Peran JPN dalam Menjaga Tata Kelola BUMN
Kepala Kejaksaan Negeri Asahan, Mochamad Judhy Ismono, menyampaikan bahwa KAI merupakan Badan Usaha Milik Negara (BUMN) yang memiliki peran strategis dalam mendukung konektivitas dan perekonomian nasional. Perjanjian kerja sama ini merupakan implementasi dari tugas dan fungsi Kejaksaan di bidang Datun.
"Pada bidang Perdata dan Tata Usaha Negara (Datun), Kejaksaan memiliki kewenangan khusus untuk bertindak sebagai Jaksa Pengacara Negara (JPN) yang meliputi pemberian bantuan hukum, pertimbangan hukum, dan tindakan hukum lainnya.
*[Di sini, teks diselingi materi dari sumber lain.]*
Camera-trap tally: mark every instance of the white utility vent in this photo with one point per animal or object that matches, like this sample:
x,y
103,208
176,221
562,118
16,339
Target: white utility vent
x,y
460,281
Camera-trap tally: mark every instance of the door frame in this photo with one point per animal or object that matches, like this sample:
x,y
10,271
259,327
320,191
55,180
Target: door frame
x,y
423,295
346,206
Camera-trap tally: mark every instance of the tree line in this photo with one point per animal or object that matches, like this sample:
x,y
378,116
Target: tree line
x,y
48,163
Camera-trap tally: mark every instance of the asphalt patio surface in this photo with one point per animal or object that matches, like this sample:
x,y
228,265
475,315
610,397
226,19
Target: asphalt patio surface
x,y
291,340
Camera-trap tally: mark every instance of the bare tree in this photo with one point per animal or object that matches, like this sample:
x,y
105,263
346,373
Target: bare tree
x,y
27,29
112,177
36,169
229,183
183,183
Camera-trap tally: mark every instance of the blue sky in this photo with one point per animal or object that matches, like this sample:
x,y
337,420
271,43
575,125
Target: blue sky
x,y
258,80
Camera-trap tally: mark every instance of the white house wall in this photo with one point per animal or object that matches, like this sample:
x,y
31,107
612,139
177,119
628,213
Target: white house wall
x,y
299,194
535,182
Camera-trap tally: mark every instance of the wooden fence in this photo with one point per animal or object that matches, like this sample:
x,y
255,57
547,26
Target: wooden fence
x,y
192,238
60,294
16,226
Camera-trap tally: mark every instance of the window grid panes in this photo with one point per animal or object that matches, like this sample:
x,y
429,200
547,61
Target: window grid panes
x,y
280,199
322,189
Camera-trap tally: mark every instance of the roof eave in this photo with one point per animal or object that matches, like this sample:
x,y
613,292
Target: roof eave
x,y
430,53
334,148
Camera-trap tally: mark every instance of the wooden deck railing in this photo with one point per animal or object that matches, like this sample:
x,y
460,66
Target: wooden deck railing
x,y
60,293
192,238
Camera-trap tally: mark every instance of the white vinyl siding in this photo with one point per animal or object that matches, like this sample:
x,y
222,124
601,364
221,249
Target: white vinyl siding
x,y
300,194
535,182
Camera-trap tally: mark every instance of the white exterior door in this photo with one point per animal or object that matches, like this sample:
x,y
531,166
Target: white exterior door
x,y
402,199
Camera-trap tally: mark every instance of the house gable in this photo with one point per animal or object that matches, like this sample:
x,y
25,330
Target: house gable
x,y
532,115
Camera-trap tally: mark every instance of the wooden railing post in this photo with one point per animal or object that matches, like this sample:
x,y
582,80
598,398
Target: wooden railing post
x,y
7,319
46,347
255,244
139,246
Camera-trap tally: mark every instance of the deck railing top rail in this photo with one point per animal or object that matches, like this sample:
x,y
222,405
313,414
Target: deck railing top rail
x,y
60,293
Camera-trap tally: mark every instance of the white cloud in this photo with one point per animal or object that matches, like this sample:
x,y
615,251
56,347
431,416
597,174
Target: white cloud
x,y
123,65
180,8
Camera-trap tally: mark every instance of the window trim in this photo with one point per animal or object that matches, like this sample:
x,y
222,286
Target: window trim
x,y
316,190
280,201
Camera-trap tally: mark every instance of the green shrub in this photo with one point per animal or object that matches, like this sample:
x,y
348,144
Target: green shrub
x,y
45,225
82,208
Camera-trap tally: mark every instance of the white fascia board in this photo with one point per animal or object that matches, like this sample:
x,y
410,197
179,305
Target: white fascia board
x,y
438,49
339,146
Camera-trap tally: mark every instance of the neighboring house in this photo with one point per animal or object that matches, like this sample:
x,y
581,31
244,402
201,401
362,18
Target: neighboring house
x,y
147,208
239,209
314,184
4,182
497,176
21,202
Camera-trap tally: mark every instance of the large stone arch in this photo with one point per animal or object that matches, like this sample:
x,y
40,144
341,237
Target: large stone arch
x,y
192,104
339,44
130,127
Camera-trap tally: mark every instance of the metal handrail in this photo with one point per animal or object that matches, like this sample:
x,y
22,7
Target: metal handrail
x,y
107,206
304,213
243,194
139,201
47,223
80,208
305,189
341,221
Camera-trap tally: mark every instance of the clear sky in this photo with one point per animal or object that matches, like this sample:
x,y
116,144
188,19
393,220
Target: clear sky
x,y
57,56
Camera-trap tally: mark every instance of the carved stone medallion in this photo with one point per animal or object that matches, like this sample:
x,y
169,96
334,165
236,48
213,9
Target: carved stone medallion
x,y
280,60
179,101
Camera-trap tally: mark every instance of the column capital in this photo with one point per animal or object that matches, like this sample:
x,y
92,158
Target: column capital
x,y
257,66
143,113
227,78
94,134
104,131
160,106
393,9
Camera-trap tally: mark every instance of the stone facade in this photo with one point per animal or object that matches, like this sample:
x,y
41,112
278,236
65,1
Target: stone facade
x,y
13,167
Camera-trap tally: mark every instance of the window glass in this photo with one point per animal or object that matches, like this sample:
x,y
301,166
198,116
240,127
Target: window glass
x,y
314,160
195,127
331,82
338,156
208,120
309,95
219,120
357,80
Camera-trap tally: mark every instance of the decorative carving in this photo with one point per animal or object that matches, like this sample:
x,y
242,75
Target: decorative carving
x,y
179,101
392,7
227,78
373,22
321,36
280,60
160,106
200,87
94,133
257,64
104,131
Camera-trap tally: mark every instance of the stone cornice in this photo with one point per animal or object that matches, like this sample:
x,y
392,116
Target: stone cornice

Fungsi inilah yang hari ini kita kerjasamakan," kata Judhy Ismono.
Melalui sinergi ini, KAI berharap dapat menyelesaikan potensi sengketa hukum di wilayah Asahan secara lebih efektif. Kepastian hukum menjadi fondasi penting untuk menjaga keberlanjutan layanan kereta api yang semakin diminati masyarakat. Kerja sama ini juga menegaskan komitmen kedua institusi dalam mendukung percepatan pembangunan ekonomi di Sumatera Utara.